Essendo un progetto finanziato dall’Unione Europea (UE), CRISEA ha guardato anche alle implicazioni degli accordi commerciali bilaterali attualmente sviluppati con i Paesi ASEAN. Esiste un rischio concreto che tali accordi favoriranno una gara al ribasso sia per i lavoratori asiatici sia per quelli europei, portando all’intensificazione di strategie industriali orientate all’export in Asia e, contestualmente, a una concorrenza sleale in Europa da parte di beni prodotti da lavoratori con salari bassi e diritti limitati. Da una prospettiva informata dalle condizioni di lavoro, dunque, è essenziale che questi accordi commerciali diventino uno strumento di co-sviluppo affrontando i bisogni delle società di entrambe le regioni. In una congiuntura in cui l’UE lancia un nuovo green deal, è importante che la sostenibilità umana e ambientale siano coerentemente perseguite nel contesto delle relazioni economiche esterne diventando la pietra angolare di una cooperazione win-win con i Paesi in via di sviluppo.
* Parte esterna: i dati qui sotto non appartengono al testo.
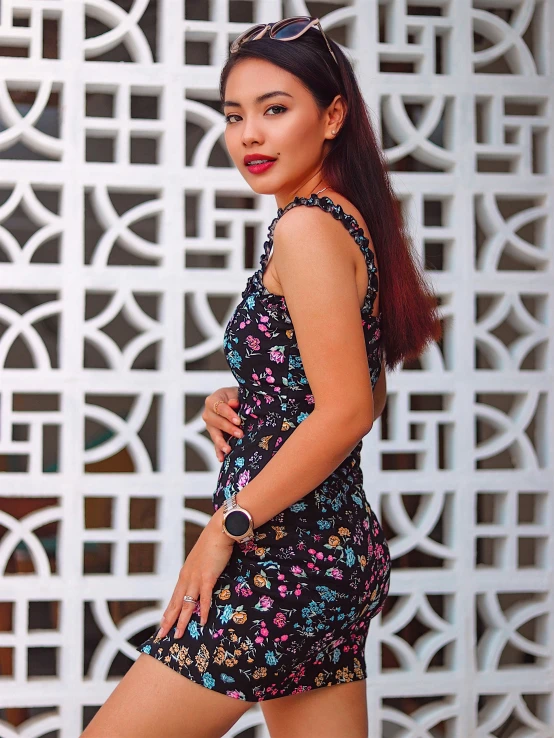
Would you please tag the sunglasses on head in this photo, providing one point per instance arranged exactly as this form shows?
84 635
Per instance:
284 30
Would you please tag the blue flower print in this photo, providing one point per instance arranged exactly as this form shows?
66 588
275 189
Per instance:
291 610
350 556
270 658
226 614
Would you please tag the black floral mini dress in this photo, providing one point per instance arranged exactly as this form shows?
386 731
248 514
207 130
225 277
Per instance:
291 610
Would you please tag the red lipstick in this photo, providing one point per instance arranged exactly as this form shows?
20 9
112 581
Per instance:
258 163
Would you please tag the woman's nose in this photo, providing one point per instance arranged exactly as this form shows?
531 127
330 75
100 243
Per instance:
251 135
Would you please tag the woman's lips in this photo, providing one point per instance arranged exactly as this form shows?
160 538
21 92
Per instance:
259 168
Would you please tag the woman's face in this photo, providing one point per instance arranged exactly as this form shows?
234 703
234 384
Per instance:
270 114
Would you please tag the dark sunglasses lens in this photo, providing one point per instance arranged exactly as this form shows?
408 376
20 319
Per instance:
247 35
290 30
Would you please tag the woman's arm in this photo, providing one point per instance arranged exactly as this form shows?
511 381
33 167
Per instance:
316 269
380 393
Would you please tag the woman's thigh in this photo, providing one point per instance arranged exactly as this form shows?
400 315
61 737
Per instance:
325 712
153 700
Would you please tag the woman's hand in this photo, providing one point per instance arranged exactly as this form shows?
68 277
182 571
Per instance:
224 421
198 575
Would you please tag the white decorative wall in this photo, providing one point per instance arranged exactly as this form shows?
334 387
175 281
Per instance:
126 237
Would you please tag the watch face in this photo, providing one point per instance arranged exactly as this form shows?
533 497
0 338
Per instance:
237 523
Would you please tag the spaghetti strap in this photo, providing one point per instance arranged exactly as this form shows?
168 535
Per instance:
351 225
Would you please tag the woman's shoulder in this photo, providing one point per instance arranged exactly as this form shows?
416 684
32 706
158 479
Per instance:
306 221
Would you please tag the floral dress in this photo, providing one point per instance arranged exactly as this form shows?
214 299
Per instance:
291 610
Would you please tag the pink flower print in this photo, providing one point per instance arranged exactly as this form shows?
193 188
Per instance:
280 619
276 354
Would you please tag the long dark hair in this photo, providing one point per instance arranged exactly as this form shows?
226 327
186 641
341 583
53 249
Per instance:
356 167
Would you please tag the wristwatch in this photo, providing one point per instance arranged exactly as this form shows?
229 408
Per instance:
237 522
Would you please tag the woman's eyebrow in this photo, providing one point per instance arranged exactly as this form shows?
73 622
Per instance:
259 99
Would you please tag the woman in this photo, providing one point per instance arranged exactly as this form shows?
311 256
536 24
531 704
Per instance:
275 599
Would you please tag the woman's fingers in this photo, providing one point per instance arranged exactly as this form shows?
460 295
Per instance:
225 421
206 590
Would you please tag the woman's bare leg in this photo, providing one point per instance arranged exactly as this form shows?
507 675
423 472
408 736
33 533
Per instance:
153 700
325 712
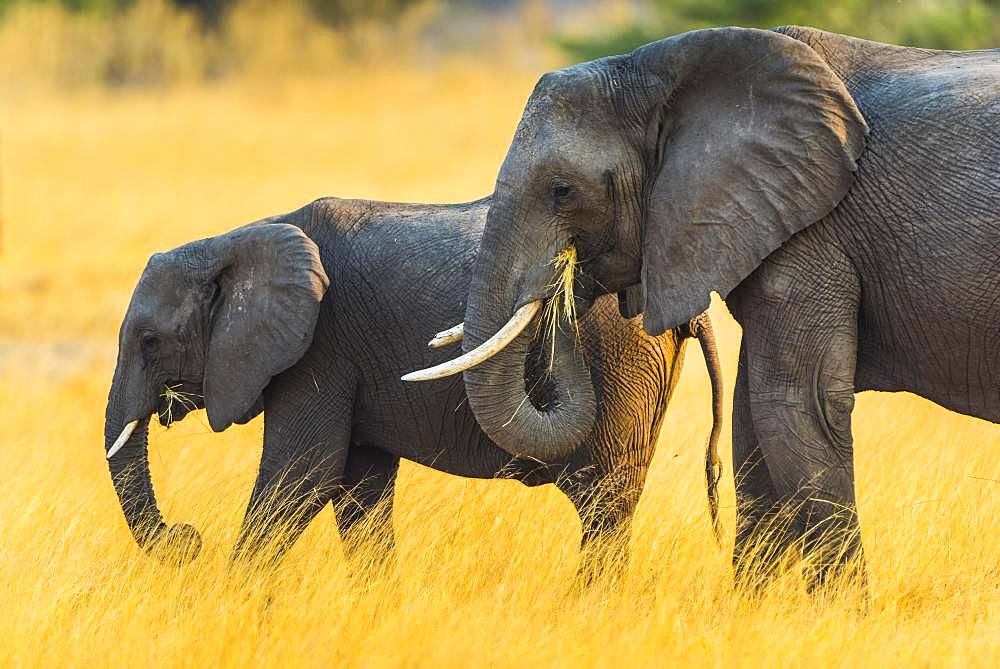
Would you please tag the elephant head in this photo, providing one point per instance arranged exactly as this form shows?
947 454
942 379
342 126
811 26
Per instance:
672 171
208 325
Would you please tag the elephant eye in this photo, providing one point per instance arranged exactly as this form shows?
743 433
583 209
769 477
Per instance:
562 196
561 191
149 343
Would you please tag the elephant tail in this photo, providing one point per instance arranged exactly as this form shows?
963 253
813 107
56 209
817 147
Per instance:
701 328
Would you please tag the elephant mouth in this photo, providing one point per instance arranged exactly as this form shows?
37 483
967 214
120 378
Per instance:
177 399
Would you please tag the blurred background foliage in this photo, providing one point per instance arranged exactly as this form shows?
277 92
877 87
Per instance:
116 43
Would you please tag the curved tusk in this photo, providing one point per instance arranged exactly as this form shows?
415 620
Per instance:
450 336
122 438
484 351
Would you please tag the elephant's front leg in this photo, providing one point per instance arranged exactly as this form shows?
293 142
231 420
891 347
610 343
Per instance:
605 503
363 504
762 535
306 438
800 314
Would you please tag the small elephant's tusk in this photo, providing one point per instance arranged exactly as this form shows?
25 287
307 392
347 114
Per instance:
452 335
484 351
122 438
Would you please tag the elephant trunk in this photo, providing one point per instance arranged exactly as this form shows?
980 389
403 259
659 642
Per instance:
129 467
533 398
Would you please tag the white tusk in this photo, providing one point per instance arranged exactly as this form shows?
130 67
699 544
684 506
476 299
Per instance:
449 336
122 438
484 351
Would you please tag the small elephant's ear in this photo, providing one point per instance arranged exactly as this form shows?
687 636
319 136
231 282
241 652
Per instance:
757 139
270 284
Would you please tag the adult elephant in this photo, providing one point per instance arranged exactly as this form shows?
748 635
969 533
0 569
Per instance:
245 322
842 195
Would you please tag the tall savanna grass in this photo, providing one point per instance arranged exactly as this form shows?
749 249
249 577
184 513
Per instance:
97 179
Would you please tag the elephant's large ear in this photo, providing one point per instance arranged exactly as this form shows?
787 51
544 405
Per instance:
757 139
270 284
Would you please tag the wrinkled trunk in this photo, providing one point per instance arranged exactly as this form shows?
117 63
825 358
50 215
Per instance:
527 406
130 468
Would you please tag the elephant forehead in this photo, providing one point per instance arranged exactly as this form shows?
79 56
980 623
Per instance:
609 90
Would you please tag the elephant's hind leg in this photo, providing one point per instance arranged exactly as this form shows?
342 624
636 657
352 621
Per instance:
363 505
800 333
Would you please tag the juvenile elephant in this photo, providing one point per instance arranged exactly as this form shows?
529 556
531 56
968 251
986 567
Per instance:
312 317
842 195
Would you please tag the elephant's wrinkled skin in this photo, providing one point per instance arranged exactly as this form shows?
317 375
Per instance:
246 320
842 195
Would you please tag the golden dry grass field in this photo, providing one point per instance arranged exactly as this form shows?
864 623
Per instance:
93 183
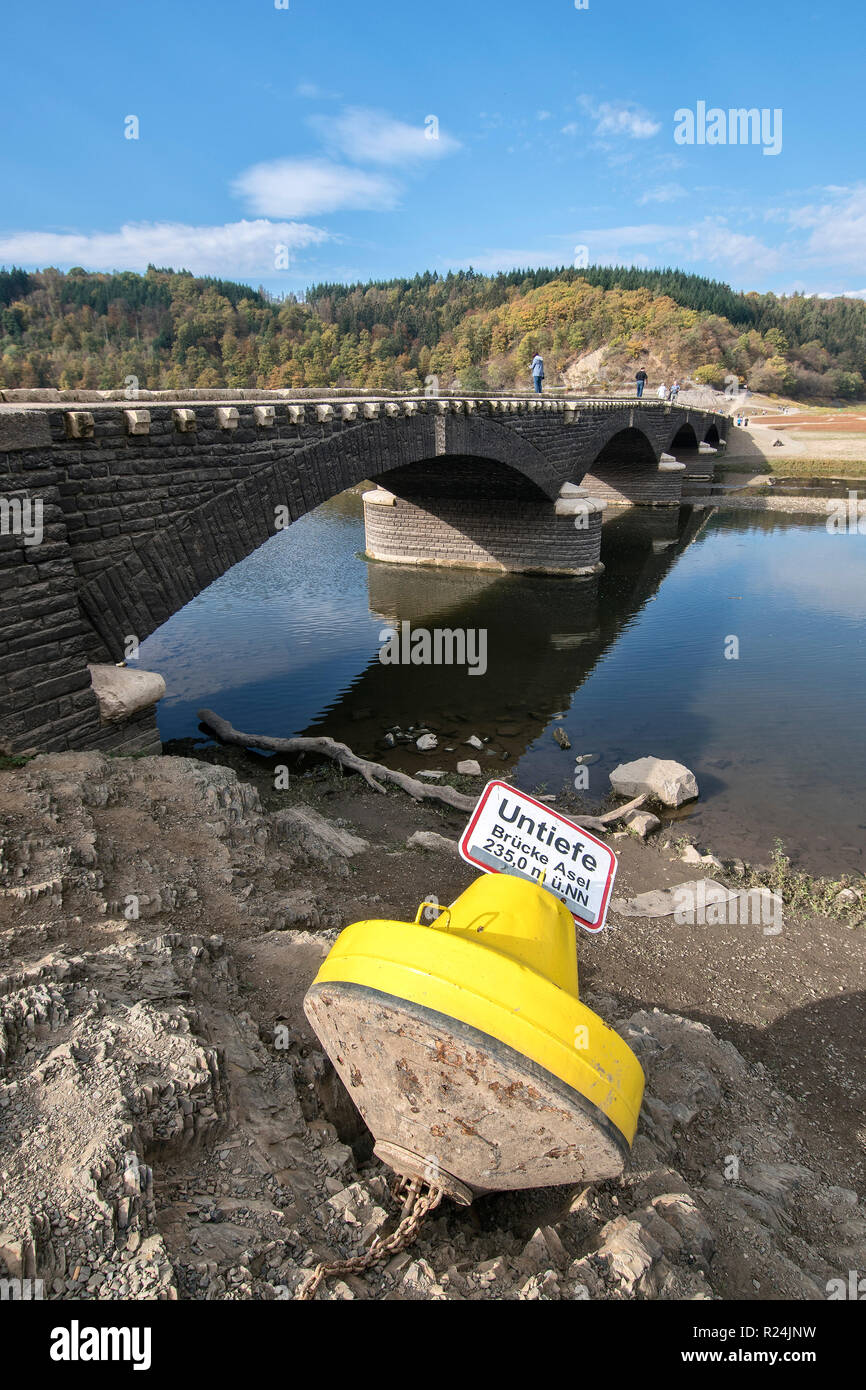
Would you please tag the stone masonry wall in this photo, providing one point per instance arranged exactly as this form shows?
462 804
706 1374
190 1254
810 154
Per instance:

La ricerca condotta dal progetto CRISEA attraverso analisi micro e macro ha l’obiettivo di consentire una migliore comprensione delle condizioni, dei bisogni e delle prospettive del mondo del lavoro. Questo è tanto più importante in quanto nella gran parte dei Paesi ASEAN sindacati e organizzazioni della società civile attive in tale ambito sono represse o incontrano ostacoli nel rappresentare le voci dei lavoratori nei tavoli di discussione politica. Rafforzare la capacità dei Paesi dell’Asia di Sud-Est di includere gli interessi dei lavoratori nel dibattito politico costituirebbe, invece, un importante contributo per favorire uno sviluppo sostenibile.

Traduzione dal testo originale in inglese

[1] Qui e nel seguito dell’articolo i riferimenti al Sud-Est asiatico e all’area ASEAN escludono Singapore che, come emerge già dall’introduzione, ha seguito una traiettoria di sviluppo comune a quella delle altre cosiddette “tigri asiatiche” (Corea del Sud, Hong Kong e Taiwan), e divergente dagli sviluppi che hanno interessato gli altri nove Paesi attualmente membri dell’ASEAN.